Die Kharazanbosse sind ein bischen wirr, meistens sinds nur Geister und Untote, und ob die nachm Umklotzen auch wirklich liegen bleiben, ist nach wie vor ungeklärt. Ob Prinz Malchezaar als offizieller Endboss tot ist oder nicht, kann nicht eindeutig geklärt werden, da wir kein lebenswichtiges Organ als Questitem entfernen.

Gruul - bei dem sieht es ähnlich aus. Möglicherweise haben wir ihn auch nur bewusstlos geprügelt, keiner weiß es genau.

Magtheridon - definitiv tot. Mal wieder die Sache mit dem abgetrennten Kopf.
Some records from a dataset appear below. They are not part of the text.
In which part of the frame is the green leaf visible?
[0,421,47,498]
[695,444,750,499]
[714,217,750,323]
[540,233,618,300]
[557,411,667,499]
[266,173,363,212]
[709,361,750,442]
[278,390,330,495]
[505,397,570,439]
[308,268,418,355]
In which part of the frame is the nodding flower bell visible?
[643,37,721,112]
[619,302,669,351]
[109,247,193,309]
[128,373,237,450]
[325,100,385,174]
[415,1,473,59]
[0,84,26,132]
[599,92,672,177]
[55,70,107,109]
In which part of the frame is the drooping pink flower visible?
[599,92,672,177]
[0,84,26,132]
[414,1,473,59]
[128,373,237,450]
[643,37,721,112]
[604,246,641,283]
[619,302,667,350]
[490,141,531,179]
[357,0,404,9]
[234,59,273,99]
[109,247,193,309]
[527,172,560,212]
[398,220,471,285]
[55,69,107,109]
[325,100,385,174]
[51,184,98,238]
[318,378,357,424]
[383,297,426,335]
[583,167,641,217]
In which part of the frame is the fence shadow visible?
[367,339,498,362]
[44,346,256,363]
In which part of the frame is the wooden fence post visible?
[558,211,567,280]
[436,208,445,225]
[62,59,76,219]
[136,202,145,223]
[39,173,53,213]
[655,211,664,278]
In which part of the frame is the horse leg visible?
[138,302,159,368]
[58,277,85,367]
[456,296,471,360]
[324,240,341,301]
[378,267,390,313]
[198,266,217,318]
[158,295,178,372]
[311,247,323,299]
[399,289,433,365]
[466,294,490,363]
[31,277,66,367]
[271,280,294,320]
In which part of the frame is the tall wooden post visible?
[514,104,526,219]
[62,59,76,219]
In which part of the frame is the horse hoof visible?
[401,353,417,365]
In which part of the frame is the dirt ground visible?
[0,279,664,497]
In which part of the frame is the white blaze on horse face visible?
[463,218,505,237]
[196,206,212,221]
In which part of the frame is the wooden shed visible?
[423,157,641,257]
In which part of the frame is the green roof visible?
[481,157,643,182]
Wobei ich mich frage, wie man seinen Kopf wohl abtrennen kann, wenn sein ganzer Körper beim Tod in Flammen vergeht und nur die Rüstung übrig bleibt. Hier hatten wir übrigens zum ersten Mal richtig Hilfe, denn ohne die Manticron-Würfel dürfte ein Sieg gegen ihn recht schwer fallen (zu 70er Zeiten versteht sich).

Lady Vashj - unbekannt. Genau wie bei Gruul und Malchezaar hauen wir sie zwar um, aber entfernen kein lebenswichtiges Organ. Was wiederum bedeutet, dass sie möglicherweise überlebt haben kann.
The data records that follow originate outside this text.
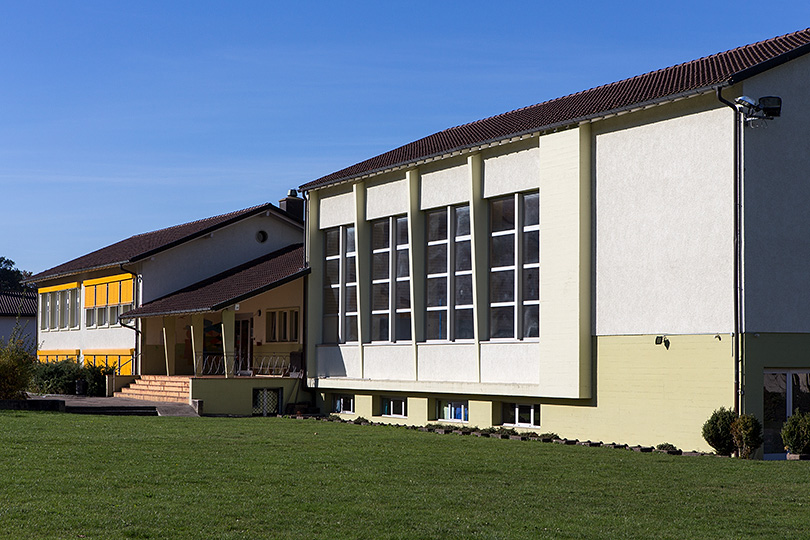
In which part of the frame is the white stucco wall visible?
[742,56,810,332]
[593,100,734,335]
[419,157,471,210]
[140,213,304,303]
[366,173,409,220]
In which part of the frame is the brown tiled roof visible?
[0,291,37,317]
[26,203,297,282]
[121,244,310,319]
[300,28,810,191]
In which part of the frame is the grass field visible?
[0,411,810,539]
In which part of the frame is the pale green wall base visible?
[320,335,732,451]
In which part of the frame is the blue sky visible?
[0,0,810,272]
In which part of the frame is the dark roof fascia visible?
[129,203,296,264]
[729,43,810,84]
[212,266,312,311]
[22,261,129,284]
[118,267,312,319]
[298,81,720,192]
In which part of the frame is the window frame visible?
[369,214,413,343]
[487,191,540,341]
[425,204,475,342]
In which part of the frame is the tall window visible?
[39,283,81,331]
[489,193,540,339]
[425,205,473,340]
[371,216,411,341]
[323,225,357,343]
[84,274,135,327]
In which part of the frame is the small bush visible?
[731,414,762,459]
[0,322,36,399]
[782,409,810,454]
[655,443,678,452]
[31,360,86,394]
[703,407,737,456]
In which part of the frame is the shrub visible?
[0,322,36,399]
[703,407,737,456]
[731,414,762,459]
[782,409,810,454]
[655,443,678,452]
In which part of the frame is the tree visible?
[0,257,31,292]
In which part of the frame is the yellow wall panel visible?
[84,286,96,308]
[121,279,135,304]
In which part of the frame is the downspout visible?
[715,86,743,414]
[118,263,142,375]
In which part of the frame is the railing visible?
[197,353,301,378]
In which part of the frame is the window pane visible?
[396,281,411,309]
[346,226,355,253]
[371,251,389,279]
[371,314,388,341]
[428,210,447,242]
[371,219,390,249]
[518,405,532,425]
[426,309,447,339]
[790,373,810,412]
[490,197,515,232]
[324,229,340,257]
[523,268,540,300]
[523,306,540,337]
[323,259,340,285]
[323,316,338,343]
[397,249,411,277]
[320,287,338,314]
[455,309,474,339]
[489,234,515,268]
[397,216,408,246]
[489,270,515,302]
[428,244,447,274]
[372,283,390,310]
[456,206,470,236]
[456,274,472,306]
[523,231,540,263]
[489,306,515,338]
[763,373,787,454]
[346,315,357,341]
[523,193,540,225]
[395,313,411,341]
[427,277,447,307]
[456,240,472,271]
[345,285,357,313]
[346,255,357,283]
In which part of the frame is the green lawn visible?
[0,411,810,539]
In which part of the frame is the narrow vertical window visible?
[323,225,358,343]
[489,193,540,339]
[425,205,473,340]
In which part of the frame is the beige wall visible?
[593,96,734,335]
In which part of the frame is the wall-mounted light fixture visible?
[734,96,782,122]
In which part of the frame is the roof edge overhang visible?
[299,83,724,192]
[119,267,312,319]
[131,203,304,264]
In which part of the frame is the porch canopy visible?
[119,244,310,377]
[119,244,310,320]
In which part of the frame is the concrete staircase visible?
[115,375,191,404]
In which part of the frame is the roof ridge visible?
[300,28,810,191]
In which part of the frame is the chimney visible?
[278,189,304,221]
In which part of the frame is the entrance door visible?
[234,317,253,375]
[763,370,810,459]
Kael'thas - definitiv tot. Auch wenn es lustig wäre, ihn ein drittes Mal als Gegner zu sehen ("Magister's Terrace was merely a setback..." ), ist es unwahrscheinlich, da wir ihm in TdM den Kopf geklaut haben. Und in der Festung der Stürme hatten wir Hilfe durch die legendären Waffen (selbst auf 80 dürfte der Kampf noch recht schwer sein ohne die, man denke nur an den Tank und den dreifachen Pyroschlag)
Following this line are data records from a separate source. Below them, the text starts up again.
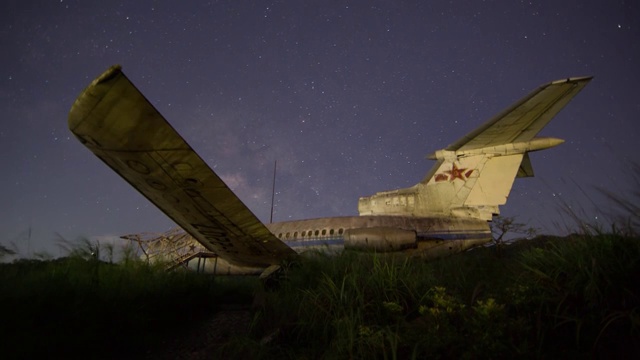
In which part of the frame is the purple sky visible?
[0,0,640,253]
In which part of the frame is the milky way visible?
[0,0,640,254]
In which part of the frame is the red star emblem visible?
[435,163,473,182]
[445,163,467,181]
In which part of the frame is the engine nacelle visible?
[344,227,418,252]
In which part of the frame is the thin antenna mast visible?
[269,160,278,223]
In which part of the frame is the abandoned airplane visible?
[69,66,591,273]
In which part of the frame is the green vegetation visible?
[0,240,258,359]
[241,234,640,359]
[0,229,640,359]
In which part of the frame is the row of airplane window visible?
[278,229,344,240]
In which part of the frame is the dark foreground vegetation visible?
[0,234,640,359]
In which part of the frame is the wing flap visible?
[446,77,592,151]
[69,66,295,266]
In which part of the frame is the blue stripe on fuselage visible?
[283,232,491,248]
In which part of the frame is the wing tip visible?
[551,76,593,85]
[91,64,122,85]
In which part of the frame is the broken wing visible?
[69,66,295,265]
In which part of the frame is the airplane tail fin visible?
[358,138,563,220]
[358,77,591,220]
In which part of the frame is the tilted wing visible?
[69,66,295,266]
[446,77,592,151]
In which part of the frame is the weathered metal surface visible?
[69,66,295,266]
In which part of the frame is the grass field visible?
[0,228,640,359]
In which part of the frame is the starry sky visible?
[0,0,640,255]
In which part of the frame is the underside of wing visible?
[446,77,592,151]
[69,66,295,266]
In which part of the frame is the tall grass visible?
[240,234,640,359]
[0,238,256,358]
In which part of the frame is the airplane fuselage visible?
[265,215,491,257]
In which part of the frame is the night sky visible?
[0,0,640,255]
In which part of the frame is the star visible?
[445,163,467,181]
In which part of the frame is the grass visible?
[0,228,640,359]
[0,248,257,359]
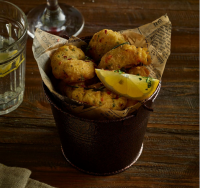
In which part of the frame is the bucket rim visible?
[42,81,161,123]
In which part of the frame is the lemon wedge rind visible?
[95,69,159,101]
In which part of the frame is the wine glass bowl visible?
[27,0,84,38]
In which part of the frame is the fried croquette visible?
[52,59,95,83]
[98,44,151,70]
[126,99,138,108]
[60,82,127,110]
[128,66,150,77]
[51,45,96,83]
[88,29,127,61]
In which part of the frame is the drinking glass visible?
[27,0,84,38]
[0,1,28,115]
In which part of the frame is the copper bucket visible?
[43,84,161,175]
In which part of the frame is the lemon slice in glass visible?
[0,50,17,74]
[95,69,159,101]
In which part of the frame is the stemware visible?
[27,0,84,38]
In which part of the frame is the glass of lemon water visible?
[0,1,27,115]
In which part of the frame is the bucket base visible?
[61,144,143,176]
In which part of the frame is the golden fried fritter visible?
[98,44,151,70]
[52,59,95,83]
[89,29,127,61]
[60,83,127,110]
[128,66,150,77]
[126,99,138,108]
[51,45,95,83]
Archimonde - der war eh schon tot. Und wer hier behauptet, wir würden ihn in HdZ3 umhauen und nicht die Irrwische, der war noch nicht drin. Ab 10% gerät er aufgund der ihn plötzlich bombardierenden Irrwische in Panik und lazert den Raid mit seinem "Finger of Death", der uns Elune sei dank, nichts anhaben kann. Dass die Irrwische in diesem Kampf nur visuelles Feuerwerk veranstalten und ihn nicht töten, ist nur kampfmechanisch zu beurteilen, von der Story her wurde er durch die Irrwische vernichtet (solange, bis Blizz meint, sie könnten ihn wieder zum Leben erwecken, mal wieder kein Körperteil unso). Übrigens, wer sich gewundert haben sollte, dass Archi in HdZ3 so "klein" ist, er (und viele andere Eredar sowie Titanen und andere mächtige Wesenheiten) ist in der Lage seine physische Körpergröße fast nach Belieben zu verändern.

Illidan - wieder etwas komplizierter. Erstens haben wir Hilfe durch Akama und Majev, ersterer hält Illidans Truppen auf, letztere setzt schließlich zum Todesstoß an. Danach verschwindet Majev, bis heute unbekannt, wohin. Ebenso haben wir keinen eindeutigen Beweis von Illidans Tod. Eine Theorie besagt, dass Majev und Illidan während seiner 10000jähriger Gefangenschaft ein Verhältnis hatten. Das möchte ich weder bejahen noch verneinen, denn 10000 Jahre sind ne echt lange Zeit und vermutlich wird einem irgendwann langweilig. Wäre das der Fall, wäre es durchaus denkbar, dass Majev einen Scheintod bei Illidan hervorrufen könne (als Wächterin und Assassine müsste sie derartige anatomische Kenntnisse besitzen), und sich nach Abzug des Raids dann irgendwohin abgesetzt haben könnte. Diese These ist allerdings ziemlich weit hergeholt, dennoch ist die Tatsache, dass wir keinen Verbleib von Illidan oder Majev haben, merkwürdig. Und bei allem was recht ist, dumm ist Illidan nicht, irgendwas könnte ihm als Fluchtmöglichkeit eingefallen sein. Man beachte hierbei, dass er noch eine der 7 Phiolen des Quells der Ewigkeit besaß (3 für die Erschaffung des zweiten Quells der Ewigkeit unter Nordrassil, 1 für den Sonnenbrunnen der Hochelfen, 1 für Lady Vashj, damit sie einen weiteren Quell der Ewigkeit erschafft innerhalb der Zangarmarschen, und eine für Kael zu unbekannten Zwecken; bleibt eine übrig).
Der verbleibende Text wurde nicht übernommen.